飛行機の帰省・旅行は、準備と早めの予約で快適さが大きく変わります。生後8日以降でも体調と1か月健診を優先し、座席と料金の区分を理解したうえで、バシネットや赤ちゃん連れの事前連絡は早めに済ませておきましょう。膝上で無償になる年齢は会社・路線で異なり、ANA国内線は2026年5月19日搭乗分から幼児を0〜1歳に改定しているため、搭乗する航空会社の最新の公式案内で必ず確認してください。
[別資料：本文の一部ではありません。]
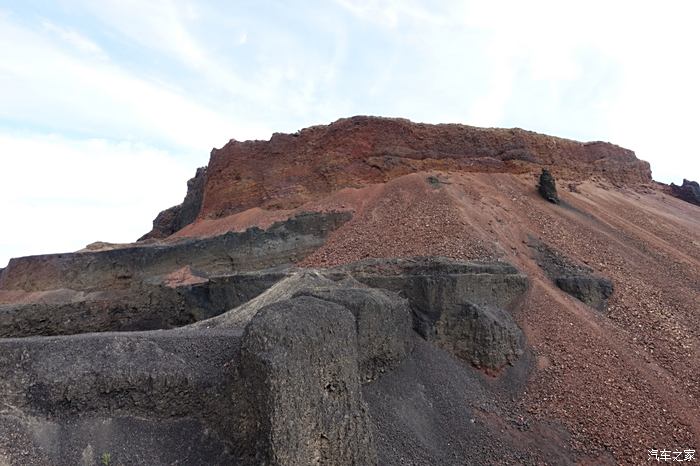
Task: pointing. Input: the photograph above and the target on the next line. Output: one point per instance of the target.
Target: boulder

離着陸の耳抜きは飲み込ませる工夫が要、鼻づまりや中耳炎のときは無理をしないことが大切です。

飛行機デビューの準備チェックリスト

  • 体調と1か月健診を確認した(不安なら医師に相談)
  • 座席と料金の区分(膝上/座席確保)を決めた
  • 赤ちゃん連れであることを航空会社へ事前連絡した
  • バシネット・ベビーカー貸出など必要なサポートを申し込んだ
  • おむつ(多め)・着替え・授乳ケープ・おやつ・ビニール袋を機内手荷物にまとめた
  • 母子手帳・保険証・乳幼児医療証を入れた
  • 耳抜き用の飲み物・おしゃぶりを用意した
  • 搭乗前に遊ばせ、おむつ替えを済ませる計画を立てた

慣れない移動でも、ひとつずつ備えておけば心の余裕につながります。持病や体調が心配なときは、出発前にかかりつけ医と航空会社の双方へ確認しておくと安心です。